The Royal Bavarian State Railways built two turntables, complete with roundhouses, in 1906 to facilitate the locomotives turning around for their return journeys. Other buildings include workshops, areas for washing the locomotives and accommodation for the workers who kept the locomotives running. Although the main train station in the area was badly damaged during the Second World War, the buildings which now house the museum escaped the devastation, and remained in use by the Deutsche Bahn until around the late 1980s. In 1996, the Augsburg Railway Park was declared to be a protected historical site.
Visitors to the Augsburg Railway Park today will appreciate the amount of work and expertize that has gone into restoring the historic locomotives on display. These include a Railbus ET91 01 from Germany, commonly referred to as the Glass Train, because of its large windows allowing passengers unrestricted views of their surroundings. Built in 1935, these trains were used primarily for leisure trips. From France is the electric locomotive CC6503, with the Mountain Express steam locomotive from Slovenia and the narrow gauge forest railway steam locomotive from Rumania also being on display in the Europa Roundhouse of the museum.
The museum also includes a range of steam and electric locomotives on loan from the Nuremberg Transport Museum, as well as a railway trolley collection featuring the vehicles used by railway maintenance crews.

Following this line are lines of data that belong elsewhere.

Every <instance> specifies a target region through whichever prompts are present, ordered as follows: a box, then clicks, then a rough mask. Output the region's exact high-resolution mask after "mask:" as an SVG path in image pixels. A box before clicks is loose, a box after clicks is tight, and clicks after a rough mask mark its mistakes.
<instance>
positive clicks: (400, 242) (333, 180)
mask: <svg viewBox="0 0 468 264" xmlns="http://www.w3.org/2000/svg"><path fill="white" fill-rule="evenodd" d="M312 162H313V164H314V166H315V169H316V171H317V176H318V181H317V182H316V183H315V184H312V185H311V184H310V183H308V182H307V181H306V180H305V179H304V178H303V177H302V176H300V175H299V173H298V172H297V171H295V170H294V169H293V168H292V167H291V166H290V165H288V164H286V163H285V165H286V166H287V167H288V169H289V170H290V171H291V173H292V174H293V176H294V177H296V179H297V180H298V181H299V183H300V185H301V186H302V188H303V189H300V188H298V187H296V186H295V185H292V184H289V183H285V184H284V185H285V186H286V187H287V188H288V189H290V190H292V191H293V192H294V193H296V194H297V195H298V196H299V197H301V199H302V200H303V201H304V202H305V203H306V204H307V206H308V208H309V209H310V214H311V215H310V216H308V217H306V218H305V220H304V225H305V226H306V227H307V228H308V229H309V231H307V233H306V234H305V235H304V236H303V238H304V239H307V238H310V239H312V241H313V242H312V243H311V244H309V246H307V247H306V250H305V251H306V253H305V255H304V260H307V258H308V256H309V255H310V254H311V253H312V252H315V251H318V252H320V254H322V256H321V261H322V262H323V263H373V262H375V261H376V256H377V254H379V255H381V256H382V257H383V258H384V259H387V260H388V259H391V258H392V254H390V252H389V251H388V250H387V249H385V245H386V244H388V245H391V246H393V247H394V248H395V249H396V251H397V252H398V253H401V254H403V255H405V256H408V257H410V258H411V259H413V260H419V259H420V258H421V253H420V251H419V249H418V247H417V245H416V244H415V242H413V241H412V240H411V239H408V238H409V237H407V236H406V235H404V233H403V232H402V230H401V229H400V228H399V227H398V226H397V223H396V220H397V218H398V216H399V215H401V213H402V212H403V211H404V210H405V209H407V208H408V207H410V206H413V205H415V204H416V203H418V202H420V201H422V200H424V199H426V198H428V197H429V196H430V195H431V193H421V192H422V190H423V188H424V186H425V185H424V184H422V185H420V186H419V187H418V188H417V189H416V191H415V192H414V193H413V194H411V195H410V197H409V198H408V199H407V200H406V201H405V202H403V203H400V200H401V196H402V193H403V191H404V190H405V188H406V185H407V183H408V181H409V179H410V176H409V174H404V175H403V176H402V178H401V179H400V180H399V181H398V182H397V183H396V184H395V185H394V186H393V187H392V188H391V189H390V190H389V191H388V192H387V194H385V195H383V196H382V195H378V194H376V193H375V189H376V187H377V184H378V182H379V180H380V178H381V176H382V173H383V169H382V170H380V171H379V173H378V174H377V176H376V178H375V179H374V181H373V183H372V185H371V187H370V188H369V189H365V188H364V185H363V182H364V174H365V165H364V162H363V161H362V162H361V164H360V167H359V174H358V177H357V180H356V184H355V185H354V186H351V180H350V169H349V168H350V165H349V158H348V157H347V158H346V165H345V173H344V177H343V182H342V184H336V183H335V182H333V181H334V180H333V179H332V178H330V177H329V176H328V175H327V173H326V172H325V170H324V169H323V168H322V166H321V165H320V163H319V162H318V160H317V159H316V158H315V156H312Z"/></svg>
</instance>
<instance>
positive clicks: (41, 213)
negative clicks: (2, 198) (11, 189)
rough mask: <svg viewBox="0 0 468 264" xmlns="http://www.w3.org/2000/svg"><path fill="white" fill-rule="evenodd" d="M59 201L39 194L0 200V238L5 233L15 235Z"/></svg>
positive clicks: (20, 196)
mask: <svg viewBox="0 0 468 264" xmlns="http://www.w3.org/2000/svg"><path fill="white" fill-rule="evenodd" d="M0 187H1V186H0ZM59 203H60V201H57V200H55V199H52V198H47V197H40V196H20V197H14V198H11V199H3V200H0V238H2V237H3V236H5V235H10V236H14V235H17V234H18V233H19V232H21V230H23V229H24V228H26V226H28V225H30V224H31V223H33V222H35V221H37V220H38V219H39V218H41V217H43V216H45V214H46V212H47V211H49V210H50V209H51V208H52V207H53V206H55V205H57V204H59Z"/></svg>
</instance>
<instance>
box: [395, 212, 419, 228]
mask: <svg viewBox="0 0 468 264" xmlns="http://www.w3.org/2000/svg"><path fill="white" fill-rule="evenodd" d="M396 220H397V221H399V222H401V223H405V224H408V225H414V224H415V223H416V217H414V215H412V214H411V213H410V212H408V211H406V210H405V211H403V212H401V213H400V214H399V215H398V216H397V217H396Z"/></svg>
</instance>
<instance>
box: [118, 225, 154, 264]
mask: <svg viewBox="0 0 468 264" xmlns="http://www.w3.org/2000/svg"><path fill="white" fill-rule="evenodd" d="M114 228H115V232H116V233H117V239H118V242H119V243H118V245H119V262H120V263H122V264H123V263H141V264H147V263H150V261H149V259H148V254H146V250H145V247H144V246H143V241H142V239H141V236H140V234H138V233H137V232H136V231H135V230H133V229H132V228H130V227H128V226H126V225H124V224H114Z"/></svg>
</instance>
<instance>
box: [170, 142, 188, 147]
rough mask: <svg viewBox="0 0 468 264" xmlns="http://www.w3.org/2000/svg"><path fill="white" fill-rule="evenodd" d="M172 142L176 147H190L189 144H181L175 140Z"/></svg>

Another interesting feature at Augsburg Railway Park is an example of the Raupach Steam Engine, built in 1911 and used to general electrical energy at many factories in Germany in the early to mid-1900s.
In addition to special events, such as the 150th anniversary celebration of Rudolf Diesel held in 2008 and the display of the Istanbul Orient Express in 2006, the Augsburg Railway Park holds regular jazz concerts and has restaurants permanently on site - offering an educational and entertaining day out for the entire family.